Everyone has stumbled upon the expressions 20/20 vision and visual acuity. Yet, what do these terms truly mean? Understanding what they imply will help you appreciate how an eye specialist determines the state of your vision in an eye exam.
The term 20/20 vision indicates the accuracy of your eyesight measured at a distance of 20 feet. If you have 20/20 eyesight, that means that from a distance of 20 feet you're able to accurately see that which is normally seen from that distance. To give an extreme example, 20/100 eyesight indicates that to see what most people can see from 100 feet, you would have to stand only 20 feet away. Obviously, if this was the case, you would be very near sighted.
Each eye is tested on its own. When the optometrist asks you to read the letters on the eye chart, the smallest letters you can properly read determine the visual acuity in the eye being evaluated.
20/20 vision doesn't necessarily mean you have perfect eyesight, because it only assesses your distance vision.
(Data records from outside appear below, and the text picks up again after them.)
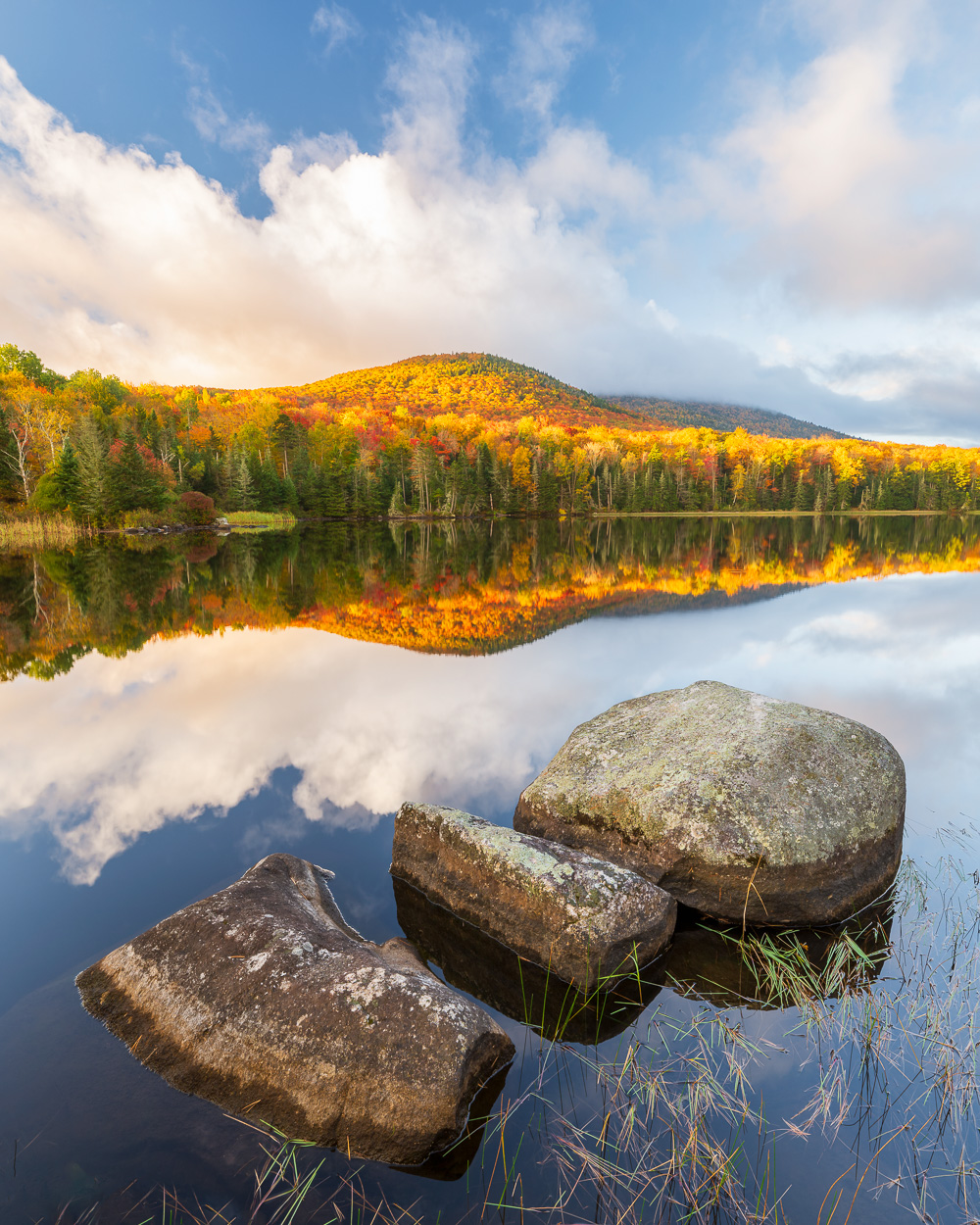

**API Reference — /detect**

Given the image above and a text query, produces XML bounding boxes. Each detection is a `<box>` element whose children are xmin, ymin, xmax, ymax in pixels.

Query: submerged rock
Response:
<box><xmin>651</xmin><ymin>906</ymin><xmax>892</xmax><ymax>1010</ymax></box>
<box><xmin>77</xmin><ymin>856</ymin><xmax>514</xmax><ymax>1165</ymax></box>
<box><xmin>391</xmin><ymin>804</ymin><xmax>677</xmax><ymax>994</ymax></box>
<box><xmin>514</xmin><ymin>681</ymin><xmax>906</xmax><ymax>925</ymax></box>
<box><xmin>392</xmin><ymin>876</ymin><xmax>662</xmax><ymax>1044</ymax></box>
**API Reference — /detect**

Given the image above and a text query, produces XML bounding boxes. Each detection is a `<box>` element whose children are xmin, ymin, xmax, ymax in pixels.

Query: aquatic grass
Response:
<box><xmin>47</xmin><ymin>829</ymin><xmax>980</xmax><ymax>1225</ymax></box>
<box><xmin>223</xmin><ymin>511</ymin><xmax>299</xmax><ymax>532</ymax></box>
<box><xmin>0</xmin><ymin>514</ymin><xmax>92</xmax><ymax>553</ymax></box>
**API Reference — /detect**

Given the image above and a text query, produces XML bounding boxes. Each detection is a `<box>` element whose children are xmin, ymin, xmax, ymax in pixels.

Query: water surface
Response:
<box><xmin>0</xmin><ymin>518</ymin><xmax>980</xmax><ymax>1221</ymax></box>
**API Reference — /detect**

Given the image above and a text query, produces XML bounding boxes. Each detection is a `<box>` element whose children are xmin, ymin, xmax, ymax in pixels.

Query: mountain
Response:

There are other really vital vision skills; being able to focus on objects that are close by, contrast sensitivity, peripheral vision, eye coordination, depth perception and color vision – these are aspects of healthy vision. More importantly, a patient with 20/20 vision can certainly still have unhealthy eyes. People with damage to the retina due to glaucoma, diabetes, high blood pressure, or other conditions are still able to have 20/20 vision, without the help of glasses. This is why an optometrist will always carry out a comprehensive eye exam, as opposed to just a simple visual acuity exam.
During your next eye exam, you'll understand why you're asked to read letters from the eye chart, and more!